Again, Glaser sets up a straw man, saying that I argued “there is no evidence for the belief that al Qaeda’s aim was to drag the U.S. into a costly war in Afghanistan to bleed us dry à la Soviet Union.”

In fact, I argued that there is some evidence — I even linked to a letter in which Osama bin Laden made that claim — but all the evidence I have seen comes after the 9/11 attacks. Furthermore, I presented significant evidence from pre-9/11 to suggest that al Qaeda didn’t believe America would launch a major military response to the attacks.

The onus is on Glaser and his ideological friends to prove otherwise. As it stands, the post-9/11 evidence strikes me as ex post facto justifications, especially in light of the pre-9/11 evidence I presented. But I am open to changing my mind on this matter — I am just waiting for the pre-9/11 evidence!

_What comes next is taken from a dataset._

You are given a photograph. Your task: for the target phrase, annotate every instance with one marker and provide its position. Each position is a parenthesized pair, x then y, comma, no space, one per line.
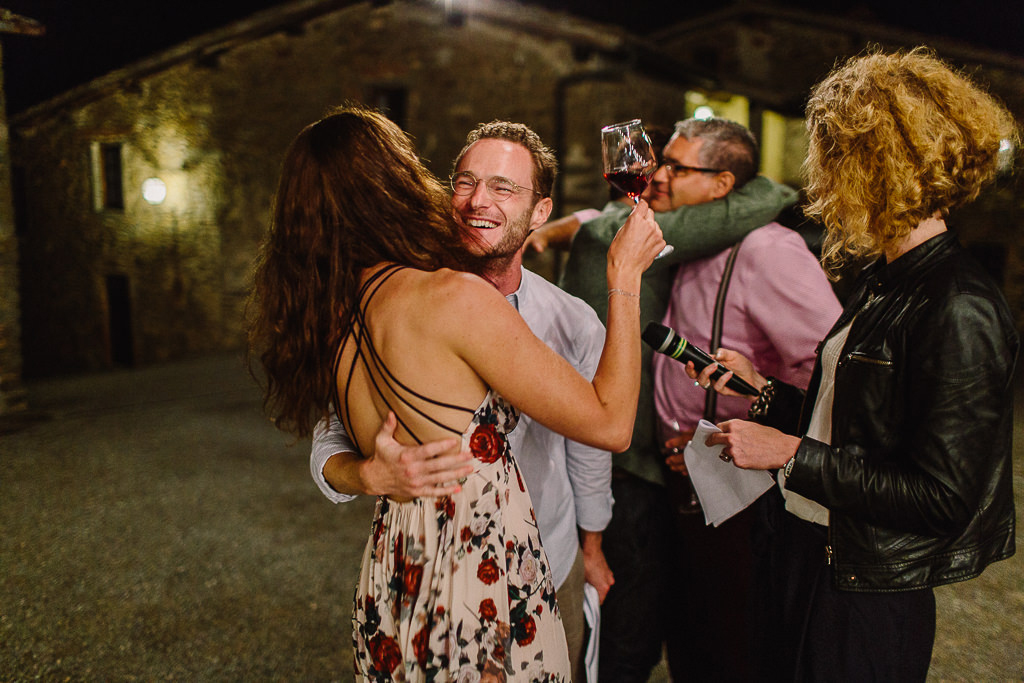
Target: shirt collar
(518,295)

Glaser says my “greatest mistake” is “equating reiteration of al Qaeda’s motivations with justifying the attacks.” I’m sorry, my friend, but if you incessantly harp on the motivations of al Qaeda while critiquing American foreign policy, the message you are sending is that America ought to search its soul to understand why al Qaeda did this. The implication is that we did something indefensible to al Qaeda which understandably compelled them to respond in some way.

In the end, Ron Paul, John Glaser and those of their ideological ilk miss the larger point. Every American enemy can cite grievances, as al Qaeda certainly has. That doesn’t make them legitimate grievances, ones that we should work to placate. What’s more, beyond the grievances, al Qaeda has clearly articulated an overall mission that would remain constant even if the United States were to leave the Middle East entirely after joining hands with Islamists to liquidate Israel and return Spain to a newly formed caliphate. And that overarching goal is to create a worldwide caliphate under strict Sharia law through a doctrine of offensive jihad.

In a long letter in Arabic (likely written by Osama bin Laden himself) to the Saudi religious establishment that al Qaeda thought was too accommodating toward the West, al Qaeda made clear that it believed “Offensive Jihad is an established and basic tenant of this religion. It is a religious duty rejected only by the most deluded.”

It went on:

“There are only three choices in Islam: either willing submission; or payment of the jizya, through physical though not spiritual, submission to the authority of Islam; or the sword — for it is not right to let him [an infidel] live. The matter is summed up for every person alive: Either submit, or live under the suzerainty of Islam, or die.”

In the end, al Qaeda’s members aren’t motivated by grievances. They are motivated by what they believe is a higher calling, one that can’t be appeased. You cannot negotiate with those who harbor such ambitions, you can only defeat them, destroy their capacity to wreak havoc in pursuit of their evil aspirations and combat their appeal. This is not only an imperative vested in absolute American national security interests, but it has the added benefit of being a moral one too.

How we go about doing this is open for serious debate. But first it would be helpful if Ron Paul, John Glaser and their followers would understand the real, long-term motivation of our enemy.